Auto-cleaning functionalization of the polyvinylidene fluoride membrane by the biocidal oxine/TiO2 nanocomposite for anti-biofouling properties

Abstract

Membrane biofouling is a critical challenge in the application of membrane bioreactor (MBR) technology in wastewater treatment. Gram-negative bacteria isolated from MBRs were used to study the antibacterial and antibiofilm properties of oxine and TiO₂. The commercial polyvinylidene fluoride (PVDF) polymer was modified with TiO₂ nanoparticle-doped oxine to develop an auto-cleaning functionalized hybrid membrane with a long lasting antibiofilm effect.

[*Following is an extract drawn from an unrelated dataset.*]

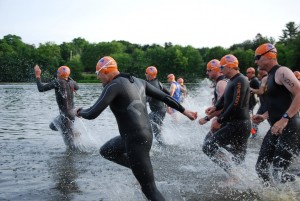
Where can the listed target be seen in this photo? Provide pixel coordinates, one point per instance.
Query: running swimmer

Scanning electron microscopy (SEM), contact angle measurements, as well as antibiofouling and antibacterial tests were performed for modified membranes. The results showed that the addition of oxine and TiO₂ increases the porosity (80%) and pore size (61 nm) of the pristine PVDF membranes. The antifouling performance of the oxine-modified membranes showed a high water flux of 207.14 L m⁻² h⁻¹, a flux recovery ratio (FRR) of 80.6% and a low irreversible fouling (R_ir) of 19.3% compared to the pristine membrane. The membranes modified by oxine and TiO₂ nanoparticle surface functionalization exhibited a higher zone of inhibition (ZOI) of 38 mm. SEM showed that the existence of oxine in combination with TiO₂ nanoparticles on the membrane surfaces prevents >90% initial attachment of the bacteria that cause biofouling. Conversely, surface modification of the membranes did not have any effect on the water flux or mechanical performance. These results suggest that oxine functionalization of membrane surfaces can be an alternative strategy for the development of antibiofouling MBRs.